Perhaps no US ally was more confident about Trump’s return than Modi — and no one has been more disappointed. On top of the 50 percent tariffs he levied against India, Trump infuriated New Delhi by taking full credit for ending the military clash that broke out in May between India and Pakistan and then inviting Pakistan’s army chief to the White House. To many in India, this resembles a symbolic return to the kind of regional policy that Washington pursued 25 years ago, before it forged a strategic partnership with India. Modi could have gone the Abe route and brushed off these slights, instead working to push Trump in a better direction. But that would have been out of character for Modi, and now that his party’s governing majority in parliament has been reduced and the Indian economy is slowing, he, too, faces a more challenging domestic political situation than he did during Trump’s first term. Trump did wish Modi a happy birthday on September 17, and Modi replied warmly. But if Trump’s expected absence at the Quad summit in India later this year is any indication, the relationship between Washington and New Delhi appears likely to remain broken for a while.

Spurred by Beijing

Abe’s disciplined approach to Trump, and to competition with China, provided the conceptual glue needed to cement an Asia strategy that also benefited Japan — the United States’ own version of a free and open Indo-Pacific framework. The August meeting between Trump and European leaders had a similar purpose, allowing Europe to stabilise US-Ukrainian policy, keep Zelenskyy in the fight, and bolster Europe’s security in spite of Putin’s welcome in Alaska.
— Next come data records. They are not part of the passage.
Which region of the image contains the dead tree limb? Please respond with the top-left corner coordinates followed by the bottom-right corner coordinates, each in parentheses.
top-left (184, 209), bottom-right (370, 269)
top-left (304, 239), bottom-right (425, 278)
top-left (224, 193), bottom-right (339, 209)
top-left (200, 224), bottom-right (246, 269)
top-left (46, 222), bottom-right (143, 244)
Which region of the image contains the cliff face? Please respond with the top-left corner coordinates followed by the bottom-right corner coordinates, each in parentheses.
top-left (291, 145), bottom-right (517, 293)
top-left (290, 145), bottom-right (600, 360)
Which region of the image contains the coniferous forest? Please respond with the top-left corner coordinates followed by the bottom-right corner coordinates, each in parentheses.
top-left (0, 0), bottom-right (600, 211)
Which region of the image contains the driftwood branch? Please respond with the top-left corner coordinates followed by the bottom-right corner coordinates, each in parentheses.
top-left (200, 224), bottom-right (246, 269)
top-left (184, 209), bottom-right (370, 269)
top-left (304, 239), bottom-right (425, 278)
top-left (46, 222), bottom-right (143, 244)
But without a skilful manager like Abe, the trajectory of Trump’s Asia approach remains uncertain. Some in the current administration share the first Trump administration’s alarm about Chinese hegemonic ambitions. Others — including, it appears, Trump — see diplomacy with China as an opportunity for trade deals in the near term and are willing to set aside other concerns. As key pillars in the US security architecture built over the past 20 years are crumbling (such as the Quad), US allies are urging greater American engagement with the Indo-Pacific, especially after major cuts to development assistance created openings for Chinese coercion in the region.
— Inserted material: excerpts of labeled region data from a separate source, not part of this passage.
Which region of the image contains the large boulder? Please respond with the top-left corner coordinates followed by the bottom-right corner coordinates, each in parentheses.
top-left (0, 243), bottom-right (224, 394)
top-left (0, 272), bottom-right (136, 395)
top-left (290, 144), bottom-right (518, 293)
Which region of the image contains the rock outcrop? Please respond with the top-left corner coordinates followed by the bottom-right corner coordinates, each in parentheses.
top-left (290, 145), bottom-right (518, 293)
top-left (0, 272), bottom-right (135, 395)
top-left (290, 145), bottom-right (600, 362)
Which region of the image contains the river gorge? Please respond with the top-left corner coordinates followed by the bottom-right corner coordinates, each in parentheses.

The second Trump administration is certainly more difficult to manage given the president’s love of tariffs and general unpredictability, and no current Asian leader can claim a mandate at home comparable to Abe’s. But although no Abe-like Trump whisperer currently exists among Asia’s leaders, that absence cannot be allowed to remain. Asian leaders have an even greater incentive to keep Washington in play than they did in 2017 because of China’s ambitions, and only the United States has the composite power Asia needs to maintain regional defenses and deter Beijing’s aggression. Despite Trump’s unpredictability, key members of his administration are ready to step up engagement with Asia. This time, however, the initiative will likely come only from the top. Thus, personal relationships with Trump are even more important for Asian powers than they were during Trump’s first term. Whatever combination of flattery, persuasion, and political alignment is required, Asian leaders should learn from their European counterparts and ensure that the United States stays in the game.